После этого я ненадолго теряю Николаса из виду, потому что он встречается с резидентами и другими сотрудниками в маленькой комнатке, где мне спрятаться негде. Я в шоке. Он еще ни на минуту не остановился. Куда бы он ни явился, всюду его знают, и медсестры, спотыкаясь, спешат вручить ему медицинские карты пациентов, не дожидаясь, пока он о них спросит. Это потому, что он хирург, или потому, что он Николас?
***
Когда я снова вижу Николаса, он беседует с врачом помоложе, скорее всего, с резидентом. Они вместе идут по коридору реанимации. Я знала, что он сюда зайдет, даже если ему необходимо сделать обход пациентов. Ему нужно навестить прооперированного утром пациента. Пациента зовут Оливер Розенштайн, и он мирно спит под попискивание кардиомонитора.
— После операции пациенты чувствуют себя намного хуже, чем когда они к нам поступили, — разъясняет Николас резиденту. — Мы делаем это преднамеренно, в надежде, что в итоге их здоровье поправится. Вот почему мы находимся на пьедестале. Если вы собираетесь доверить свою машину механику, вы разыскиваете профессионала. Если вы собираетесь доверить свою жизнь хирургу, вам нужен Бог.
Резидент смеется и восхищенно смотрит на Николаса. Мне ясно, что он считает Николаса абсолютно мифическим существом.
Как только я задаюсь вопросом, почему за восемь лет брака я ни разу не видела Николаса на работе, его вызывают по громкоговорителю. Он что-то бормочет резиденту и бросается к ближайшей лестнице. Резидент выходит из палаты Оливера Розенштайна и идет в противоположном направлении. Я не знаю, куда мне теперь идти, поэтому остаюсь там, где стояла, — у открытой двери палаты.
— А-а, — слышу я, и Оливер Розенштайн шевелится на кровати.
Я кусаю нижнюю губу. Я не знаю, что делать, и тут мимо меня проносится медсестра. Она вбегает в палату, склоняется над Оливером и поправляет какие-то трубки, провода и катетеры.
— У вас все хорошо, — успокаивает она, похлопывая пациента по желтой руке с вздувшимися венами. — Сейчас я позову доктора.
Она выбегает так же стремительно, как и появилась, и поэтому я становлюсь единственным человеком, который слышит первые слова, произнесенные Оливером Розенштайном после операции.
— Это нелегко, — еле слышно шепчет он. — Нелегко… Это очень, очень трудно. — Его голова перекатывается по подушке из стороны в сторону, как будто он кого-то высматривает. Заметив меня, он улыбается. — Элли, — шепчет он срывающимся хриплым голосом. Мне ясно, что он за кого-то меня принимает. — Я здесь, kine ahora, — говорит он. — Этот Прескотт настоящий мужик, несмотря на всю свою голубую кровь.
***
Проходит еще час, прежде чем мне снова удается найти Николаса. Я блуждаю по одному из этажей, когда он вылетает из лифта. Николас на ходу читает какие-то бумаги и жует кекс. Когда он проходит мимо дежурной медсестры, она хохочет.

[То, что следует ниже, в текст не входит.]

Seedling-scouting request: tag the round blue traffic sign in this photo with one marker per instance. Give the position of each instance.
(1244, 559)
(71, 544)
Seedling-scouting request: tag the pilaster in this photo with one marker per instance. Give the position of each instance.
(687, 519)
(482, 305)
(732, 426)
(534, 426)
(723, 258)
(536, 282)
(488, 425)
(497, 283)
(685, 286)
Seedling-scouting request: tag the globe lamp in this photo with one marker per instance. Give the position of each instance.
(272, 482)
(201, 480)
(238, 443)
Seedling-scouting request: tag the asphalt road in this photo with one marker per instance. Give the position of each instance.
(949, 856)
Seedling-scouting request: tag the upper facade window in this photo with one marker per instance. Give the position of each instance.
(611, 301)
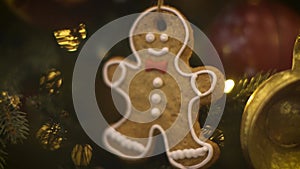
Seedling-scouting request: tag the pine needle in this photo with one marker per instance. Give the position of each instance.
(14, 127)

— Вы станете нашим следующим кардиохирургом с заблокированными артериями, — укоризненно говорит медсестра, и Николас, не останавливаясь, бросает ей второй, еще не распечатанный кекс.
— Если ты никому не расскажешь, кекс твой.
Я изумляюсь, глядя на этого человека. Все его знают, а он так спокоен и сосредоточен. Николас, который не в состоянии отыскать арахисовое масло в собственном холодильнике, в больнице чувствует себя как рыба в воде. Осознание приходит как пощечина: здесь его настоящий дом. Эти люди — его семья. Этому врачу, который нужен всем, не нужен вообще никто, а я и подавно.
Николас сует медицинскую карту, которую читал, в коробку, приклеенную к двери палаты с номером 445. Он входит и улыбается молодой женщине, которая стоит у кровати пациента, держа руки в карманах белого халата.
— Доктор Адамс говорит, что вы полностью готовы, — обращается он к пациенту и садится, придвинув к кровати стул.
Я перебегаю на другую сторону двери, чтобы беспрепятственно заглядывать в палату, не рискуя быть замеченной. Пациент — мужчина приблизительно одних лет с моим отцом. У него такое же круглое лицо и отсутствующий взгляд.
— Позвольте мне рассказать, что мы будем с вами делать, поскольку вы вряд ли что-нибудь запомните.
Я почти ничего не слышу, но до меня долетают отдельные обрывки их разговора и странные слова «оксигенирование», «маммарные артерии», «интубация». Мне кажется, пациент не слушает Николаса. Он смотрит на него, слегка приоткрыв рот, как будто перед ним и в самом деле сам Иисус.